Jetzt werden hastig Schleier über die Gesichter gezogen. Die angeregte Unterhaltung verstummt. "Die Sitten in Marokko sind streng, besonders hier auf dem Land", erklärt Fadma Hankar, die junge Direktorin der Kooperative, die plötzlich aufgetaucht ist. Ein fremder Mann dürfe das Gesicht einer Frau nicht anschauen.

Das Arganöl, das die Frauen hier herstellen, hat die Kosmetikindustrie für die Hautpflege ohne chemische Zusatzstoffe entdeckt, als Mittel gegen Faltenbildung oder gegen Neurodermitis. Das zu 80 Prozent aus ungesättigten Fettsäuren bestehende Öl hilft außerdem, den Cholesterinspiegel senken – kein Wunder, dass es auch von Gourmetköchen verwendet wird, etwa zur Verfeinerung von Gemüse oder Salaten.

Inzwischen haben die Frauen ihre Beschäftigung wieder aufgenommen. Versunken in Polstern und Tüchern, brechen sie die Argannüsse auf, die eine ähnlich hellbraun glänzende Schale wie Eicheln haben, aber in der Form eher Oliven gleichen. Hier wird gearbeitet wie vor Jahrhunderten, ohne Maschinen, nur mit Körperkraft und simpeler Technik. Die Frauen klopfen mit einem Stein in ihrer Rechten rhythmisch auf die Nüsse, ein speckiger steinerner Brocken, wie ein Fußschemel vor ihnen abgestellt, dient als Amboss.  
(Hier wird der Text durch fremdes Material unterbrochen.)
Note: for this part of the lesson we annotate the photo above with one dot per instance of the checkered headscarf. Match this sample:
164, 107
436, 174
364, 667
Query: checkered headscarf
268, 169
Die Nüsse der Arganie ©Helmut Luther

Die Nüsse sind etwa 15 Mal härter als Haselnüsse. Ihre flachen, milchig gelben Samen in Form und Größe eines Fingernagels, genannt Mandeln, werden in einem Körbchen gesammelt. Die übrig gebliebenen Schalen sowie die trockenen wurstartigen Reste des Pressvorganges dienen als Viehfutter.   
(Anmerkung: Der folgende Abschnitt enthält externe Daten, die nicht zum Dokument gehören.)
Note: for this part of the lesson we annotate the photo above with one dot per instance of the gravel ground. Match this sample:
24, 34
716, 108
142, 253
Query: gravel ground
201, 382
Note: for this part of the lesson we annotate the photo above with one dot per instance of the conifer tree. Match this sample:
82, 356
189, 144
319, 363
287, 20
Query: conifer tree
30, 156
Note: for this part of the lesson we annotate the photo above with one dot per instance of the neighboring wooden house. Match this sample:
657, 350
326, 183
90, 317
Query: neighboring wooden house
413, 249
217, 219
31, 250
Im Saal schwebt ein zartes Nussaroma. Einige Arbeiterinnen haben sich Pflaster um Daumen und Zeigefinger gewickelt; ein unkonzentrierter Moment, und nicht die Nuss ist aufgeschlagen, sondern der Finger hat einen weiteren blauen Flecken.

Tempo und perfektes Timing sind wichtig bei dieser Tätigkeit. Die Mitglieder der Kooperative verdienen nach Leistung: je mehr Nüsse sie schaffen, desto mehr Geld wird ausgezahlt. Im Schnitt bedeutet das etwa ein Kilo fertiger Mandeln pro Arbeitstag, wofür die Frauen etwa 4,5 Euro erhalten. Acht Kilo Mandeln sind nötig, um daraus einen Liter Arganöl zu gewinnen. Das entspricht der durchschnittlichen Erntemenge eines Arganbaumes. Expertenschätzungen zufolge werden jährlich etwa 10 Millionen Liter Arganöl hergestellt – gemessen an 2,4 Milliarden Litern Olivenöl pro Jahr eine bescheidene Menge.
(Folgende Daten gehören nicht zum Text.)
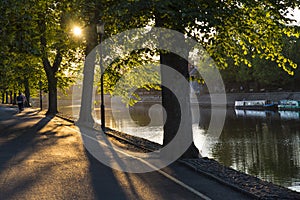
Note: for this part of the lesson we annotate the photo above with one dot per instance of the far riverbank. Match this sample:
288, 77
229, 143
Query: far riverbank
232, 97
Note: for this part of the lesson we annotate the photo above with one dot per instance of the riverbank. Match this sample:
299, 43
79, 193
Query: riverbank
205, 99
240, 181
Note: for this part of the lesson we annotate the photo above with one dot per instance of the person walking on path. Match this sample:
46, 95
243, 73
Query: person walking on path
21, 100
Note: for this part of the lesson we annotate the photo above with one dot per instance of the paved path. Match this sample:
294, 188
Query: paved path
44, 158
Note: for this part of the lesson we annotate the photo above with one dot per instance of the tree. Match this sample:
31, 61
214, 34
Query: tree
38, 35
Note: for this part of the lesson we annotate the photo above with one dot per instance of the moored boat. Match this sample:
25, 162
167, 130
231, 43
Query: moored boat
289, 105
255, 105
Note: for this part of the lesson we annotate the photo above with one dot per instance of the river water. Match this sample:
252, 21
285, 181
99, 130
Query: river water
264, 144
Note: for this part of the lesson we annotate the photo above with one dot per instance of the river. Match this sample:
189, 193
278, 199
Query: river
264, 144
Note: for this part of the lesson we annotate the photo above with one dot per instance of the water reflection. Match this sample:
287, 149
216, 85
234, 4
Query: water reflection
262, 143
265, 144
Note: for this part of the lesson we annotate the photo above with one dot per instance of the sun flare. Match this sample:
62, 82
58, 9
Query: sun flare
77, 31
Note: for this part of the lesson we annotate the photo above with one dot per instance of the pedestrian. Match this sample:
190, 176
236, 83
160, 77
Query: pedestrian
20, 101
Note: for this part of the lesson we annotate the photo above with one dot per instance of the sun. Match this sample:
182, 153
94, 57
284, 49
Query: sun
77, 31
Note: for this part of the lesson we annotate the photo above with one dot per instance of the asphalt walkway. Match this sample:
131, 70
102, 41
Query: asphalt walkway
44, 158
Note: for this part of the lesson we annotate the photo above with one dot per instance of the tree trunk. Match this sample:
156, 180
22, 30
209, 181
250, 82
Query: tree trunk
6, 97
27, 92
50, 70
85, 116
174, 117
3, 97
10, 97
52, 92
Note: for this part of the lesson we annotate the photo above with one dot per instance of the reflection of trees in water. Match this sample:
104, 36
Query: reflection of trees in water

Das erklärt auch die stolzen Preise: Sechs Euro kostet ein 30-Milliliter-Fläschchen Schönheitsserum aus ungerösteten Mandeln in der Kooperative. Für die Frauen, die zur Hälfte am Gewinn beteiligt sind, bedeutet das gutes Geld. "Viele Männer auf dem Land sind arbeitslos. Das eigene Einkommen macht die Frauen selbstbewusst", erklärt Fadma Hankar.